Does Social Democracy have a Future? A Debate

With both statist and market-based models of governance having failed at a time of enormous challenges, especially #climatechange, where do we turn? Socialism remains a grand idea, but its transformational nature ensures that the struggle to achieve it would be lengthy, divisive and highly conflictual. Even then, the outcome of a struggle for socialism would remain uncertain – would the new model avoid the excesses of the old? And so many progressives turn to #socialdemocracy. But of course social democracy is in crisis too, discredited in many countries by its semi-conversion to neoliberalism. What is the best path forward to reclaim the earlier promise of social democracy in an age of widespread cynicism and withdrawal from politics?
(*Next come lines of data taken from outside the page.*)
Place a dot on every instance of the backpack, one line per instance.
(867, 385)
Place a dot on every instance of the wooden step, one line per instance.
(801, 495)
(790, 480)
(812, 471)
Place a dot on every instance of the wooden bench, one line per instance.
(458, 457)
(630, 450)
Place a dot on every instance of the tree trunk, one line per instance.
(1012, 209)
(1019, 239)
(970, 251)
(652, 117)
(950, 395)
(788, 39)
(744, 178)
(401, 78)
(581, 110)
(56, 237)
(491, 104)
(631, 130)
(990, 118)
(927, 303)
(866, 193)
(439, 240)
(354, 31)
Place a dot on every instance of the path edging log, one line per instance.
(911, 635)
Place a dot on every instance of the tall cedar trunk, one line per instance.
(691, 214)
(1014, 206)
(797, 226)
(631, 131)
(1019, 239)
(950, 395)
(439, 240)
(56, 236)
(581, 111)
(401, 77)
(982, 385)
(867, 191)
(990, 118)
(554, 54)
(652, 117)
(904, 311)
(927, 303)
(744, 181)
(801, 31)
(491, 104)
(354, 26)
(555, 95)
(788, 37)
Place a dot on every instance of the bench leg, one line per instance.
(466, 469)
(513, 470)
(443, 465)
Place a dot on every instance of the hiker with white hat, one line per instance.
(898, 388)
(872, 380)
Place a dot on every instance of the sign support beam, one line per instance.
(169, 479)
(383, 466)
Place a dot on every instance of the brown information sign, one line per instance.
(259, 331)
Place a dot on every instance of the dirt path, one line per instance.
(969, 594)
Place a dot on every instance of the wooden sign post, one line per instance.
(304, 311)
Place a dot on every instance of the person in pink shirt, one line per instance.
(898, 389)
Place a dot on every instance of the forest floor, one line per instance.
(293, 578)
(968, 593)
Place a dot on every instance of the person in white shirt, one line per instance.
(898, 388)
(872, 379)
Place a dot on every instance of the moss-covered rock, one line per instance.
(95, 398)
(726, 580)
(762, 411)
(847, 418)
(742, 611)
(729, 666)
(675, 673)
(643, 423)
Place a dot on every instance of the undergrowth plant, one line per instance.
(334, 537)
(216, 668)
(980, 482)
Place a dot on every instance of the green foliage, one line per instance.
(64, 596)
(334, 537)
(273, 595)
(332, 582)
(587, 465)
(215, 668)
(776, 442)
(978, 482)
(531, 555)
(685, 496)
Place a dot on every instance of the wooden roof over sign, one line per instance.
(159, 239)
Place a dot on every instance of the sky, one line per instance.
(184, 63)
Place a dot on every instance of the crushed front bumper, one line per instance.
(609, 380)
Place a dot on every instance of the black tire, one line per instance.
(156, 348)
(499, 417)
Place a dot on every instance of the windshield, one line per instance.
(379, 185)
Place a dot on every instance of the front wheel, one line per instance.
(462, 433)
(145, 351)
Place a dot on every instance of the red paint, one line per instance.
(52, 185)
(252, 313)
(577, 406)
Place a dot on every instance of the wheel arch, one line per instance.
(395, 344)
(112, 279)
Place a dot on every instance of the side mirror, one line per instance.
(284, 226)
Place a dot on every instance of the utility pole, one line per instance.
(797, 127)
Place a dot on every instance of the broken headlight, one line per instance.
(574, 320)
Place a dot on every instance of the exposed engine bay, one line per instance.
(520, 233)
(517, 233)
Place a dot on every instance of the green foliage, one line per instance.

A recent debate between Martin O’Neill and Neal Lawson on this subject is highly illuminating. Both are committed to building a future for the democratic left. Their implicit frame of reference is Europe. However, with the old distinction between developed/less developed, First World/Third World increasingly irrelevant, the debate is of broader significance. It indeed mirrors similar differences of opinion within the democratic left of the global south as well.

The debate begins with polarized positions, but what is particularly interesting is that the differences narrow as the exchange draws toward its end. O’Neill adheres to a more traditional statist/top-down approach in which social-democratic parties regain their self-confidence in pressing their vision. Lawson adopts a “post-materialist” conception that is essentially a society-centric, bottom-up and participatory model. But as the debate continues, the positions converge in what is close to a synthesis of the two outlooks. Interestingly, the recent experience of Podemas (Spain) and Syriza (Greece) enters into the discussion, as it should in any debate about the future of social democracy. (Whether the two parties should be understood as social democratic at all is an important question; regardless, these experiences are central to the future of the democratic left.) The debate concludes in a balanced view of the role of the state and society in any social-democratic experiment that is capable of regaining the commitment and enthusiasm of citizens and constructing a more egalitarian, sustainable and secure future.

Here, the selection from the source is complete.